I have a small dataset of size 60, with 6 features. I want to perform PCA on this data as a class exercise. To that end I've removed outliers indicated by Grubb's test, then imputed missing data using the MissMDA package. Last step before PCA I was going to check for normality in each of the features using Shapiro–Wilk since the same size is so small. (reduced to 58 after outlier removal).
When I check each feature using Shapiro–Wilk for normality I get a p value, > 0.05 I accept as normal, below that as non-normal. PCA requires normality so I assumed I needed to apply a log function to transform the data, or perhaps the R scale function.

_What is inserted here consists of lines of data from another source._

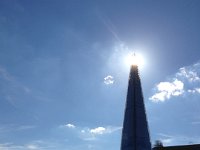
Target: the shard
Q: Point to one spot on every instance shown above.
(135, 133)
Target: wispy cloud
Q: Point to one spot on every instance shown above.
(12, 127)
(165, 90)
(70, 125)
(90, 134)
(185, 81)
(109, 80)
(11, 146)
(177, 139)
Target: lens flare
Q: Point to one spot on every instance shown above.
(134, 59)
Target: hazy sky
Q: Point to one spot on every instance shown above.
(63, 79)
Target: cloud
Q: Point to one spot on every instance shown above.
(109, 80)
(13, 128)
(91, 134)
(189, 73)
(185, 81)
(177, 139)
(165, 90)
(70, 126)
(98, 130)
(11, 146)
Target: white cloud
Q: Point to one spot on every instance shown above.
(189, 74)
(91, 134)
(195, 90)
(165, 90)
(98, 130)
(186, 81)
(177, 139)
(109, 80)
(70, 126)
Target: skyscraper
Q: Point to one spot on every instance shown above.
(135, 134)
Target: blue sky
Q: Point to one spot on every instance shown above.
(63, 80)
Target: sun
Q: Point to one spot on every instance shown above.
(134, 59)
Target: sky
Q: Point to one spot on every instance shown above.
(63, 80)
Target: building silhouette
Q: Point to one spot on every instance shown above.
(135, 132)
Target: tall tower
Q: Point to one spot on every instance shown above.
(135, 134)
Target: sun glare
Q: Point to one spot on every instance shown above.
(134, 59)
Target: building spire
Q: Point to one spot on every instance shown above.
(135, 134)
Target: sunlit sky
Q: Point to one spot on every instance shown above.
(63, 78)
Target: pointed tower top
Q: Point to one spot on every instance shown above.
(135, 134)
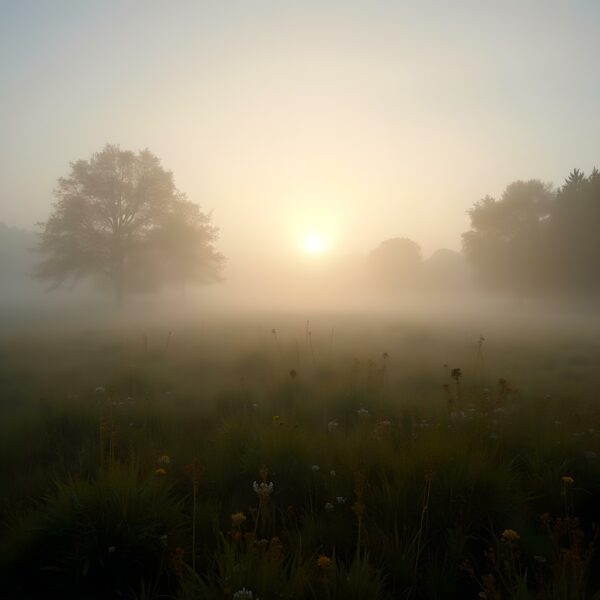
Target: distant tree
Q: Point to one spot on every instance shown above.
(507, 243)
(395, 262)
(574, 243)
(118, 217)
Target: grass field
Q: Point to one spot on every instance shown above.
(267, 457)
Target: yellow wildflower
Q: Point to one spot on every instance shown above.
(510, 535)
(238, 519)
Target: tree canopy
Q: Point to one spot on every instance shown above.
(119, 219)
(536, 239)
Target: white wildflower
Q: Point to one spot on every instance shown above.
(244, 594)
(263, 490)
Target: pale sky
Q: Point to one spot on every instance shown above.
(356, 120)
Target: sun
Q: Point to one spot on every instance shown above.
(314, 244)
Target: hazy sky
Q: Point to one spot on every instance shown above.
(358, 120)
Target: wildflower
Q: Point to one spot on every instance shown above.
(238, 519)
(264, 473)
(194, 471)
(263, 489)
(510, 535)
(275, 550)
(244, 594)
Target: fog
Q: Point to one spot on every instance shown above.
(299, 299)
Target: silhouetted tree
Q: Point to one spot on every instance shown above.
(574, 243)
(507, 242)
(395, 262)
(119, 217)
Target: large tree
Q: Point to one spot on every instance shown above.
(575, 234)
(119, 218)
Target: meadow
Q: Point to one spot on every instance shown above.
(313, 456)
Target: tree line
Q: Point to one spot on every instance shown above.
(119, 219)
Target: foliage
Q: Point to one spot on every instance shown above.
(119, 218)
(535, 239)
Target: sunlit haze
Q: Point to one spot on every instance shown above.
(388, 118)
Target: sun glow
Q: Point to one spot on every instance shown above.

But when I try either, and perform Shapiro–Wilk again the p value I get is < 0.05 . I don't suppose an expert here could give me any pointers please?
Version 1 : Base Test
shapiro.test( MyData[,2] )
Shapiro-Wilk normality test
data: MyData[, 2]
W = 0.76413, p-value = 2.822e-08
version 2 : Test scaling data
shapiro.test( scale( MyData[,2] ) )
Shapiro-Wilk normality test
data: scale(MyData[, 2])
W = 0.76413, p-value = 2.822e-08
Version 3 : Test log transformed data
shapiro.test( log( MyData[,2] ) )
Shapiro-Wilk normality test
data: log(MyData[, 2])
W = 0.93537, p-value = 0.004087
Is is necessary to perform a normalisation step to data before PCA, given, for example, that the prcomp function to calculate PCA in R has a CENTER and SCALE parameter? Is it enough just to set those each to TRUE and just calculate the PCA on the data that would have failed Shapiro–Wilk? Any tips would be greatly appreciated, thank for your time.